Since 1996, the Irving Harris Foundation has supported our work to help families navigate their own path to healthier births and improved parent-child bonds. And with her guidance and advocacy, Phyllis Glink has spurred HealthConnect One from a hospital-based program to a national leader in respectful, community-rooted support for pregnancy, birth, and early parenting. We asked Phyllis recently to share a little about her career.
What brought you to the field of early health and early learning?
When I was young, I wanted to be a pediatrician because I loved children and wanted to help people. As I got older, I realized I didn’t want to be a doctor but that I still had the same passion to ensure that all children and families have an equal opportunity to be successful, including the same access to services and supports they needed to thrive.
At the Harris School of Public Policy, I focused my work on early childhood, child and family support, and poverty and developed the skills I needed to refocus my career on early learning and children’s mental health policy. I had the great fortune to be introduced to and hired by Irving Harris right before I graduated and was thrilled when he offered me the opportunity to work with him at the Foundation. I have had the good fortune to be there since 1996 and have been able to work with our partners to strengthen the early learning and early health fields in Illinois, federally and in states across the country.
Do you find people approach early health and early learning differently now than they did 10, 20, or 30 years ago?
I started working in the maternal-child health and early learning philanthropic field 21 years ago. I had the honor and privilege to work for and learn from Irving Harris, who was a true visionary. Irving used his voice and resources to tirelessly advocate for increased investments in higher quality, comprehensive services and policies that support pregnant women, infants, toddlers, and families. He was ahead of his time in his understanding of the comprehensive needs of children and families during their most critical developmental time and the importance of integrating services and systems to better support whole child and family development and well-being.
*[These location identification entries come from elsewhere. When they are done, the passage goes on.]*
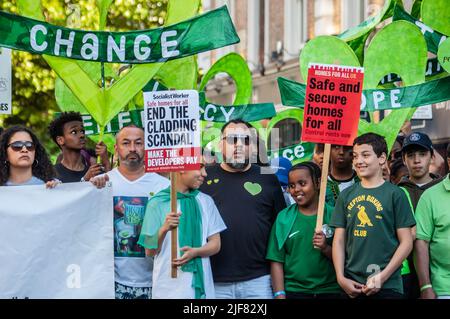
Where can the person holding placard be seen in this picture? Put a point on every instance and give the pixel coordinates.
(300, 271)
(373, 223)
(199, 227)
(132, 187)
(249, 198)
(24, 159)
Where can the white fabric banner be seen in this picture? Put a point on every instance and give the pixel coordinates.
(56, 243)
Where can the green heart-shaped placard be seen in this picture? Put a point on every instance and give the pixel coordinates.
(253, 188)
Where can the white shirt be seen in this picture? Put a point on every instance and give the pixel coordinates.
(130, 198)
(165, 287)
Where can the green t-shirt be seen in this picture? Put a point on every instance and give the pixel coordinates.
(433, 226)
(306, 269)
(371, 218)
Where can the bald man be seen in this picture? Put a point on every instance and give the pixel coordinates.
(132, 188)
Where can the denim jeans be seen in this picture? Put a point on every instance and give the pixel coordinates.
(258, 288)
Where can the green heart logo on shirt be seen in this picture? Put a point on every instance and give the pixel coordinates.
(253, 188)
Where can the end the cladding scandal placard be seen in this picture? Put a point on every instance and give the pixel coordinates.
(172, 131)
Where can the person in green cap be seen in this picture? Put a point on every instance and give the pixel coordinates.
(199, 225)
(301, 265)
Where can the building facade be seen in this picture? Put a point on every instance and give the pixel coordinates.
(273, 32)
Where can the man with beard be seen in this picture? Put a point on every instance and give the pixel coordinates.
(132, 188)
(67, 131)
(248, 198)
(341, 174)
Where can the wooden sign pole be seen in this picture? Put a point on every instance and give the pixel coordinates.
(323, 187)
(174, 232)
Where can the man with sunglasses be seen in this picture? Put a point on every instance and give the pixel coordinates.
(67, 131)
(248, 198)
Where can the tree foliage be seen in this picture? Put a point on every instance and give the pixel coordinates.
(33, 97)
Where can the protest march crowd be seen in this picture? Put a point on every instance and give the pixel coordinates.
(246, 225)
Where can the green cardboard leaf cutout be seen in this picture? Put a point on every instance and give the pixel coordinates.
(398, 48)
(356, 37)
(66, 100)
(436, 14)
(444, 55)
(237, 68)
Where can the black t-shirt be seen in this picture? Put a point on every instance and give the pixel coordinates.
(248, 203)
(66, 175)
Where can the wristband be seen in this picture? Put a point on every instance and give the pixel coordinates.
(425, 287)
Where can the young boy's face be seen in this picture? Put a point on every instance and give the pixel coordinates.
(418, 161)
(366, 162)
(74, 136)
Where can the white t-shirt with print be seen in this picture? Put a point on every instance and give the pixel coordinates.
(131, 266)
(165, 287)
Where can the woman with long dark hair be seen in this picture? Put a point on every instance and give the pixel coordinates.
(23, 159)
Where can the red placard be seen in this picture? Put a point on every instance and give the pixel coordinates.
(172, 131)
(332, 104)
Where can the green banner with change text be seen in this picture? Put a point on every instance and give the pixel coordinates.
(205, 32)
(436, 91)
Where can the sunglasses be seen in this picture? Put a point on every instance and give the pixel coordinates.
(233, 139)
(17, 146)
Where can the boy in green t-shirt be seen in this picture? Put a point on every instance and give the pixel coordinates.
(299, 271)
(373, 223)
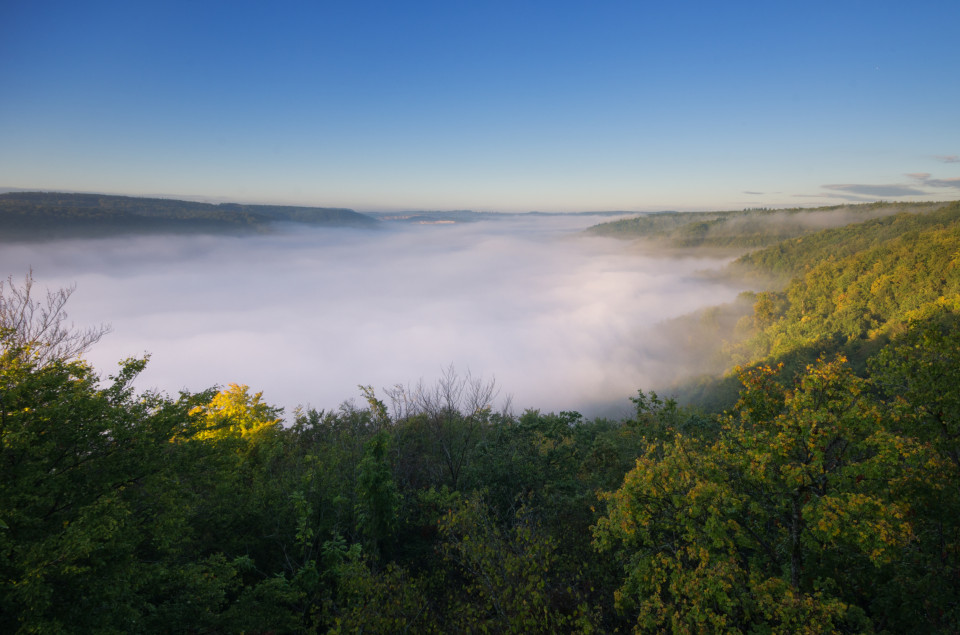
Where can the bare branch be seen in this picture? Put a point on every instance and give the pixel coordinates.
(41, 328)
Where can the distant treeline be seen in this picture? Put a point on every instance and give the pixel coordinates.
(749, 228)
(51, 215)
(821, 497)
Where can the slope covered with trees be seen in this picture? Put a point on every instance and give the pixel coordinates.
(49, 215)
(824, 498)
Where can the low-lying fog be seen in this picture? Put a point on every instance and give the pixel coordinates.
(306, 314)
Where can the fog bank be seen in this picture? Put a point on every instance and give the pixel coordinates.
(560, 321)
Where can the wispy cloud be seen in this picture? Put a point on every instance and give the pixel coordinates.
(954, 182)
(924, 177)
(875, 190)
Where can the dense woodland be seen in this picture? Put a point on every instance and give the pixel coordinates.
(814, 488)
(52, 215)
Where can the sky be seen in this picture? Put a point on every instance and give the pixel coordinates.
(503, 106)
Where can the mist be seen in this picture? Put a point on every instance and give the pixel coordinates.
(561, 321)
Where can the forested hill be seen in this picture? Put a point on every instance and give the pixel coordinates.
(51, 215)
(748, 228)
(822, 499)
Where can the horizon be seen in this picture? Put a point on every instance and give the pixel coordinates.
(503, 108)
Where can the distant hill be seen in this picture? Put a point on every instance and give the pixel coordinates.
(49, 216)
(750, 228)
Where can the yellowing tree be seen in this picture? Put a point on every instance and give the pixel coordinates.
(235, 413)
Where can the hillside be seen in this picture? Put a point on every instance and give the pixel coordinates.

In particular, Irving and the Foundation have emphasized the importance of recognizing the impact of very early trauma and stress on infant development and family functioning for over 25 years. We were advocating – often alone – for more support for prevention and early intervention services and investments like the Community-Based Doula Program. Programs that support healthy pregnancies and births, emphasize child parent bonding and attachment, and support child development and early learning were much rarer at that time.
Today, there is a greater understanding of the importance of early learning, whole child development, the impact of toxic stress on the developing child, maternal and paternal depression and its impact on development, etc. We are starting to see state and federal policies change to better support this critical period in the life of a family and young child but there is much more to do.
Can you talk about how a strong relationship between parent and newborn impacts school readiness and early learning?
One of the strongest predictors of school and life success is a healthy attachment between a parent or primary caregiver and a newborn baby. Children who have a parent who responds to their needs, is attuned to their moods and interacts with them in a positive way will develop the social, emotional and regulatory skills needed to help them succeed in school. The randomized controlled trials on the Community Doula Model show that doulas help young parents acquire the skills and agency they need to be responsive and connected caregivers to their children and that they interact with their babies in a way that promotes school readiness. HC One is focused on empowering young mothers to support their children’s healthy development and to advocate for themselves and their babies. It is a very powerful model that works at the intersection of maternal health and children’s development and early learning, and it has demonstrated an ability to transform lives.
Are there other ways you see maternal and child health intersect with early learning?
Developing a firm foundation for success in school and throughout life depends on the extent to which emotional, intellectual, and physical growth are nurtured and encouraged by parents, caregivers, and other important adults during the child’s earliest days, beginning as early as pregnancy. Confidence, curiosity, self-control and the capacity to communicate with and relate to others are critical social-emotional capacities that very young children must develop in the first few years of life to be better prepared to succeed in school. These skills are developed only through healthy, responsive and nurturing relationships with the adults in their lives. Making sure new mothers are supported and are able to respond to their own and their child’s needs requires us to provide family and mental health supports to treat maternal depression and address other needs as appropriate.
What does community support during a child’s first 2 years make possible for the future?
When families with young children have a robust social support network and access to high quality services that address their comprehensive needs, they feel “held”. These resources should empower young parents to seek out and receive the help they need to nurture and care for their children. While cliché, it takes a village to raise healthy, happy and thriving children – it is difficult to go it alone. Families today come in all shapes and sizes – there is no right configuration.
As long as young children have access to stable, responsive care from nurturing adults, they will thrive.
Phyllis Glink is executive director of the Irving Harris Foundation in Chicago, where she works in the area of early childhood development and child and family welfare.